SKU: 01.RUS.0101.106.01.005

Estimated market value:

$30,000 USD

  • Saint Andrew the First-Called, Civil Division, I Class Breast Star (for non-Christian)
  • Saint Andrew the First-Called, Civil Division, I Class Breast Star (for non-Christian) Reverse

Estimated market value:

$30,000 USD


  • Country
  • Makers
  • Composition
    Silver/Silver gilt/Enamelled
  • Inscription
  • Size
    ca. 88mm
  • Version Remarks
    Estimated by Auktionshaus Andreas Thies for €35,000 in February 2013. Value of higher-end Russian Orders varies greatly; value depends on period and quality of manufacture, maker and the provenance; as well as value of Russian currency and general economic situation in Russia. An extremely rare award.

Physical Description and Item Details

Breast Star of the order for non-Christians. Silver, the medallion gilded and enamelled, on needle with manufacturer's mark Keibel and double-eagle's mark. The Russian double-headed eagle in the medallion with small enamel patch in the coat of arms. Reverse is gold-plated, makers mark of the jeweler Keibel, silver stamp, 84, double eagle hallmark and city mark of st.petersburg. Due to the quality and design, this breast star from the Wilhelm workshop assigned Keibels and dates around 1860. Extremely rare breast star, very few non-christians stars made.


The Order was initially designed by Peter the Great in 1698, but it was not officially instituted until 1699.

It was considered the highest Order of Chivalry in the Russian Empire, and it was awarded for acts of extraordinary military or civil merit.

Recipients of this Order were automatically conferred the Order of Saint Alexander Nevsky, the Order of the White Eagle, the Order of Saint Anne (I Class only), and the Order of Saint Stanislaus (I Class only).

Low ranking recipients automatically moved up to the position of Lieutenant General or Vice Admiral.

The statutes for the Order were created in 1720, but were never officially approved by Peter the Great. Since the Tsar controlled the production of this Order, a number of variations exist.
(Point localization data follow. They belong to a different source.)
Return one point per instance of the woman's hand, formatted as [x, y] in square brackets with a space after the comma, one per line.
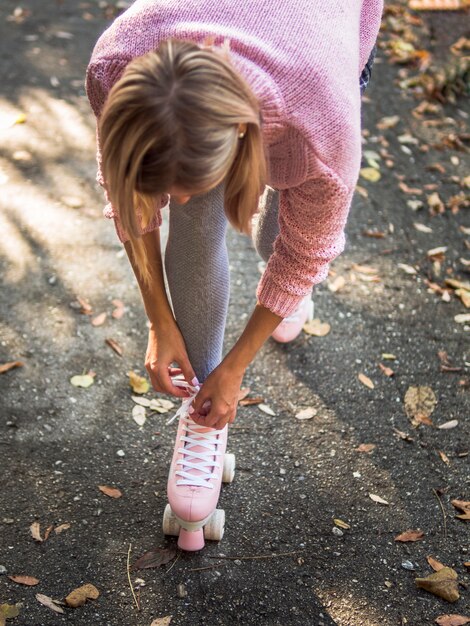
[216, 403]
[166, 346]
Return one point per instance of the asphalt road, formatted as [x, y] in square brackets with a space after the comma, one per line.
[282, 560]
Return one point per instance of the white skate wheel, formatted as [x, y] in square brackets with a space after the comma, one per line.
[229, 468]
[170, 524]
[214, 529]
[310, 310]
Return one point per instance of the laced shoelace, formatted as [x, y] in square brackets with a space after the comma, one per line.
[192, 437]
[295, 315]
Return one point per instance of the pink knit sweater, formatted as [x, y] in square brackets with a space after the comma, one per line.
[303, 59]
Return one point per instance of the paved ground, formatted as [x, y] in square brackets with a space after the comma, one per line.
[58, 443]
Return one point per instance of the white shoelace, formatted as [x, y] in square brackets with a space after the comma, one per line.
[295, 315]
[191, 438]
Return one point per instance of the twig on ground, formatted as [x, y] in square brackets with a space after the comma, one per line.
[129, 577]
[443, 512]
[259, 556]
[202, 569]
[173, 564]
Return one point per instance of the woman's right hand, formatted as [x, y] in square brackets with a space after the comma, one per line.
[164, 348]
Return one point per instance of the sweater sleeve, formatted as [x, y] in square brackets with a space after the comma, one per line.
[100, 77]
[312, 218]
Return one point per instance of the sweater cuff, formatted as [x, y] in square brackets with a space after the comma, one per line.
[274, 298]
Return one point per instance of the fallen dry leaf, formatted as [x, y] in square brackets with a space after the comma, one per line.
[410, 535]
[377, 499]
[442, 583]
[79, 596]
[162, 621]
[154, 558]
[365, 380]
[370, 174]
[365, 447]
[420, 402]
[317, 328]
[5, 367]
[112, 492]
[49, 602]
[35, 529]
[306, 414]
[84, 381]
[250, 401]
[119, 310]
[138, 383]
[386, 370]
[464, 506]
[114, 345]
[266, 409]
[434, 563]
[30, 581]
[452, 620]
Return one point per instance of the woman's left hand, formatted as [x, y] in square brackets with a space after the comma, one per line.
[219, 393]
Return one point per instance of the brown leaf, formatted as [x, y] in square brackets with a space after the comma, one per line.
[442, 583]
[420, 402]
[365, 380]
[99, 320]
[386, 370]
[79, 596]
[452, 620]
[365, 447]
[35, 529]
[49, 602]
[410, 535]
[154, 558]
[114, 346]
[250, 401]
[436, 565]
[25, 580]
[119, 310]
[410, 190]
[5, 367]
[112, 492]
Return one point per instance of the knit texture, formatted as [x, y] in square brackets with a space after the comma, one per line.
[303, 60]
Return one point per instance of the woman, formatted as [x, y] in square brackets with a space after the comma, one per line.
[206, 103]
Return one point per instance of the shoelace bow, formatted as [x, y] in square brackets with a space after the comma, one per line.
[191, 438]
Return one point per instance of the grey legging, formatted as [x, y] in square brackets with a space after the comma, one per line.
[196, 265]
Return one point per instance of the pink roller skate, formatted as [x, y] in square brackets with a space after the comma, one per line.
[197, 470]
[291, 326]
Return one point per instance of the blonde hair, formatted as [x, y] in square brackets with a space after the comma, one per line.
[172, 120]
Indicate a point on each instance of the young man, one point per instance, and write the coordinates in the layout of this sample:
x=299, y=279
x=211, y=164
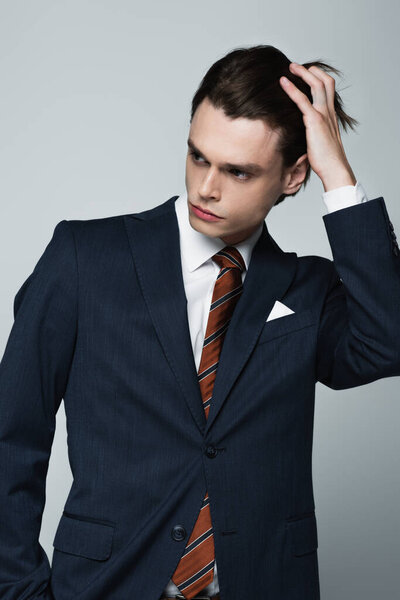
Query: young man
x=186, y=345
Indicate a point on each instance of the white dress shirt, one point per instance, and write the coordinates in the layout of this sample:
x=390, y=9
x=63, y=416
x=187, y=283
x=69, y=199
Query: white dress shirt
x=200, y=272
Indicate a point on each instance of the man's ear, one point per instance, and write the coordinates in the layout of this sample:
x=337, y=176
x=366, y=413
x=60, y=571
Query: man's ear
x=295, y=175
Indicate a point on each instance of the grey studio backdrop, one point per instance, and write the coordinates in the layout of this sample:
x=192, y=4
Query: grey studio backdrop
x=95, y=100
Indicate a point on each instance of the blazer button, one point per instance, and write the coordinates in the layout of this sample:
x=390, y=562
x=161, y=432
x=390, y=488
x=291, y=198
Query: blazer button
x=211, y=451
x=178, y=533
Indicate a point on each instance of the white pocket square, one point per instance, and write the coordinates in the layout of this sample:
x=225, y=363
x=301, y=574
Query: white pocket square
x=279, y=310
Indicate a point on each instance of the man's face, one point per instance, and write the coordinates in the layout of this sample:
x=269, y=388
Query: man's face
x=220, y=179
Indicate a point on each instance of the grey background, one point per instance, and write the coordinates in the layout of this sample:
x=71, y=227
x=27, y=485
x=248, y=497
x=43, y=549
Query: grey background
x=95, y=100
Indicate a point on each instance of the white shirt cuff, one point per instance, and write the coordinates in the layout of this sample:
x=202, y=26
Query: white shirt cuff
x=344, y=196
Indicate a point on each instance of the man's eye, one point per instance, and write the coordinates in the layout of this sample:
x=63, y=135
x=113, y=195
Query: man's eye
x=237, y=171
x=195, y=157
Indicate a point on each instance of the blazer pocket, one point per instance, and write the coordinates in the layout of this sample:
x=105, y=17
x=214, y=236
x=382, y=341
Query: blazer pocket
x=82, y=537
x=303, y=534
x=287, y=324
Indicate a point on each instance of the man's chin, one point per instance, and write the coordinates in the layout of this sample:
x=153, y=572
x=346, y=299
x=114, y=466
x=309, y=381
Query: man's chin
x=203, y=227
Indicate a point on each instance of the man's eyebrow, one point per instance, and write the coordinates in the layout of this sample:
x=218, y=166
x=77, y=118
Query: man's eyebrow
x=253, y=167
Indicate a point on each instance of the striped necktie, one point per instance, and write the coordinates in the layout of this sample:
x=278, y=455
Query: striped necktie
x=195, y=569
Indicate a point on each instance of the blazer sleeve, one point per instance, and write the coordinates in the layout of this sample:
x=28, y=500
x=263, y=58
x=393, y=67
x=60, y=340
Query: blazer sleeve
x=33, y=377
x=359, y=329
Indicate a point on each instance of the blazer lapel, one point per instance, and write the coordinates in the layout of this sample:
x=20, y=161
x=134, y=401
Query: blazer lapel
x=154, y=241
x=269, y=275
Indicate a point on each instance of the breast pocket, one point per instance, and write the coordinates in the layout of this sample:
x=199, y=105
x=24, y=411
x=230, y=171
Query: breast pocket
x=287, y=324
x=82, y=547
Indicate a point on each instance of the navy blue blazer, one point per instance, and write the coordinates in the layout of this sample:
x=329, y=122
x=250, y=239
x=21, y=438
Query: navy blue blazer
x=101, y=322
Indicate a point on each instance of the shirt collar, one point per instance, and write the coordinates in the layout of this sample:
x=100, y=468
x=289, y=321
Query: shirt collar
x=197, y=248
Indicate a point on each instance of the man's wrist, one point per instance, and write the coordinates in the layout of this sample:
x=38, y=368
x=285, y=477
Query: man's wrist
x=339, y=179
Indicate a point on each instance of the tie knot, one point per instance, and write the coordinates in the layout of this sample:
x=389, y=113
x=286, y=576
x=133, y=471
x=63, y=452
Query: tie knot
x=229, y=257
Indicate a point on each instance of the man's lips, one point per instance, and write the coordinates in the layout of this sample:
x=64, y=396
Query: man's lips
x=208, y=212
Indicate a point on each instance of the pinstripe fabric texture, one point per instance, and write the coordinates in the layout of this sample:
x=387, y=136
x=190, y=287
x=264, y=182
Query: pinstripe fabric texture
x=195, y=569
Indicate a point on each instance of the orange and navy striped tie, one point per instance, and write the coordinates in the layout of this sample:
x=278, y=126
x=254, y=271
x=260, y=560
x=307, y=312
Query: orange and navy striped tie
x=195, y=569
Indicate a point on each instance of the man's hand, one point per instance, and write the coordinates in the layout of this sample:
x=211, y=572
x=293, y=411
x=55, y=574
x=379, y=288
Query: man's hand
x=325, y=150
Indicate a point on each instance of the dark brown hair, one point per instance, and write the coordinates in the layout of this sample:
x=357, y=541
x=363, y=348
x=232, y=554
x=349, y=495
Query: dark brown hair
x=245, y=83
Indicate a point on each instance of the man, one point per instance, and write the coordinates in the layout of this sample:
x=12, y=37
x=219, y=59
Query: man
x=188, y=373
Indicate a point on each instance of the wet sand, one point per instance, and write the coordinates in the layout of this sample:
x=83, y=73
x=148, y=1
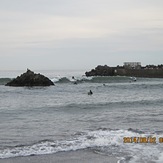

This Order was discontinued during the USSR, and re-instituted as the most prestigious Russian Order by the Russian Federation in 1998.

The Order awards with diamonds were a special distinction and they were added to the award at the expense of the recipient.

The earliest version of the Breast Star was embroidered silver.

The obverse features an inscription that translates to "For Faith and Loyalty".

There is limited information regarding this item.